"Die Hintergründe im Stück sind den realen Ereignissen sehr ähnlich", sagte der 40-jährige Melle, der selbst Schüler am Aloisiuskolleg war, dem Evangelischen Pressedienst (epd). Es sei aber weder eine Fortführung der Arbeit der Betroffenenverbände noch eine Verteidigung oder Anklage der Täter, sondern eine "ästhetische Auseinandersetzung".
"Das Stück verhandelt fiktive Konflikte, die gleichwohl typisch für die Kämpfe in der Wirklichkeit sein mögen", sagte Melle.
Melle will nicht richten, sondern erhellen
Laut Aufklärungsberichten werfen 60 Betroffene 18 Jesuiten und fünf weltlichen Mitarbeitern des Kollegs sexuelle Übergriffe und Missbrauch vor, die von den 50er bis in die 2000er Jahre hinein stattgefunden haben sollen. "Ich war vor Ort, verstehe die Konflikte genau, die Abneigung, die Verteidigung, den Hass, den Stolz, alles. Und eben auch die Ambivalenz", sagte Melle. Es sei aber nicht seine Aufgabe zu richten, sondern "das Ganze mit den oft genug undurchsichtigen Mitteln der Kunst zu erhellen, eine eigene, komplexe Perspektive auf das Geschehen zu werfen".
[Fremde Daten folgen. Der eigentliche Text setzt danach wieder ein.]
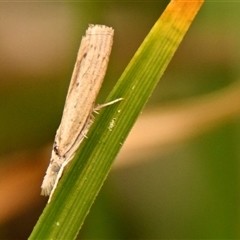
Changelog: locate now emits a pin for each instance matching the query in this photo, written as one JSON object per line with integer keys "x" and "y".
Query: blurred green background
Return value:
{"x": 185, "y": 187}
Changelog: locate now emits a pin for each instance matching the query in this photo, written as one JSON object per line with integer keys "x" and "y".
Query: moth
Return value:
{"x": 88, "y": 74}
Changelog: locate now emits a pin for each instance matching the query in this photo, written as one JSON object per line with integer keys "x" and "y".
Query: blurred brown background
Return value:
{"x": 177, "y": 175}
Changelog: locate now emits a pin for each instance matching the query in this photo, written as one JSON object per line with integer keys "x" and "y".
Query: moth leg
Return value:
{"x": 99, "y": 106}
{"x": 59, "y": 175}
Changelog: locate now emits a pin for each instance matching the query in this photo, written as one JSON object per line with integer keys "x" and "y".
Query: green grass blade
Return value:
{"x": 64, "y": 216}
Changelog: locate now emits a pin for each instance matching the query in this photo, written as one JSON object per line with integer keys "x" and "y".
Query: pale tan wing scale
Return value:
{"x": 87, "y": 78}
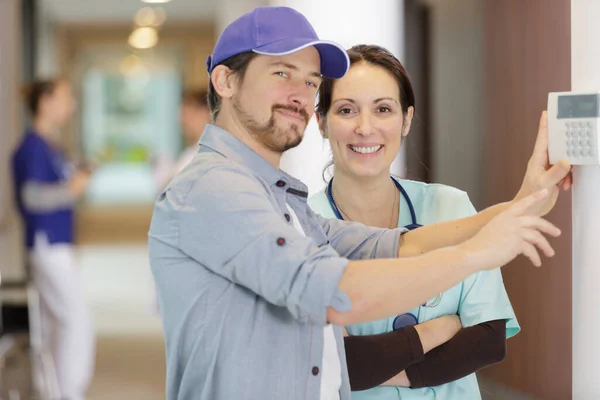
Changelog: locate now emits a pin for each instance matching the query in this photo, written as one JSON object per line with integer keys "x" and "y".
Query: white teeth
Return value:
{"x": 365, "y": 150}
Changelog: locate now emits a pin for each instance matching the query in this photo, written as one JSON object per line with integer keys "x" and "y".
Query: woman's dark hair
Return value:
{"x": 197, "y": 97}
{"x": 238, "y": 64}
{"x": 379, "y": 57}
{"x": 36, "y": 90}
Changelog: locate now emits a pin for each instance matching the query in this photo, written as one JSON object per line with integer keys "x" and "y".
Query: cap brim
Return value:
{"x": 334, "y": 59}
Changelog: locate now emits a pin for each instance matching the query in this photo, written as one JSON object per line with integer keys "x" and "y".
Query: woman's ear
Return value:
{"x": 322, "y": 125}
{"x": 223, "y": 81}
{"x": 408, "y": 121}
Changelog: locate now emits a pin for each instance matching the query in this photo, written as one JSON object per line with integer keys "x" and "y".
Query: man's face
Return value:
{"x": 276, "y": 98}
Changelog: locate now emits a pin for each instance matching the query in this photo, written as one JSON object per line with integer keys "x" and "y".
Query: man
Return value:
{"x": 250, "y": 280}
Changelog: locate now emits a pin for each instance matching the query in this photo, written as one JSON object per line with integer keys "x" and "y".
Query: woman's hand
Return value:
{"x": 540, "y": 175}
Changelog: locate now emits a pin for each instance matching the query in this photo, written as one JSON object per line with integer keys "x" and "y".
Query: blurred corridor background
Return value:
{"x": 481, "y": 70}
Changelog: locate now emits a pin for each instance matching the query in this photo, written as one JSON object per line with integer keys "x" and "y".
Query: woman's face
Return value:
{"x": 60, "y": 104}
{"x": 365, "y": 123}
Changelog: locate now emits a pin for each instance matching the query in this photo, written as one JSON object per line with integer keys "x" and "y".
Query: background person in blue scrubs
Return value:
{"x": 46, "y": 189}
{"x": 365, "y": 115}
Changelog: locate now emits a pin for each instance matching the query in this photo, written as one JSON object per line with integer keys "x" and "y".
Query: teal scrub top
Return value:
{"x": 478, "y": 299}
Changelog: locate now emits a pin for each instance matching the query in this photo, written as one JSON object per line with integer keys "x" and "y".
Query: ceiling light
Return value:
{"x": 143, "y": 38}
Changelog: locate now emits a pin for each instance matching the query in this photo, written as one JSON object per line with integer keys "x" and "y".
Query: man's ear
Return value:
{"x": 322, "y": 125}
{"x": 223, "y": 80}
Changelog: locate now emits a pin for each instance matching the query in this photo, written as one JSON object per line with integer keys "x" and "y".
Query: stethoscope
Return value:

Die Hauptfigur im Theaterstück, ein 40-jähriger Manager, wurde wie viele Kollegsschüler einst nackt von einem Pater fotografiert. "Das ganze System, in dem man aufwuchs, steht infrage, und der Kampf um die eigene Identität und Biografie setzt ein", sagte Melle, der mit seinen Romanen "Sickster" und "3.000 Euro" zweimal für den deutschen Buchpreis nominiert wurde.
Jeder geht anders mit dem Erlebten um
Wenn 40-Jährige erkennen, dass sie als Kinder von ihrem Erzieher nackt fotografiert wurden, löse das bei dem einen sehr viel aus, bei dem anderen gar nichts, sagte Melle. Dritte würden sich ein paar Wochen lang an den Kopf fassen und es dann verdrängen. "Ein Vierter dagegen ist schon längst zerbrochen", sagte der Dramatiker. Das liege auch daran, dass sich der Blick anderer Menschen auf die Opfer ändere. "Deshalb ist es ja auch so mutig von den Betroffenen, wenn sie zu reden beginnen."
Die Täter spielten in dem Stück kaum eine Rolle, sagte der Schriftsteller. Sie würden nur immer schuldiger, da sie sich nicht äußerten. "Wie schweigende, tote Götter hängen sie über der Szenerie und haben sich eigentlich schon aus dem Staub gemacht", erklärte Melle. Die Opfer müssten alles unter sich und mit sich selbst ausmachen.
Zum aktuellen Aufarbeitungsstand von realen Missbrauchsfällen an Schulen sagte der ehemalige Aloisiuskollegschüler, die betroffenen Institutionen könnten nur dann wieder funktionieren, "wenn sie offensiv damit umgehen, es nicht nur abarbeiten, um es wegzukriegen, sondern wirklich verarbeiten". Die Einrichtungen müssten "den Schandfleck in das eigene Selbstbild integrieren", sagte Melle. "Nur so geht es."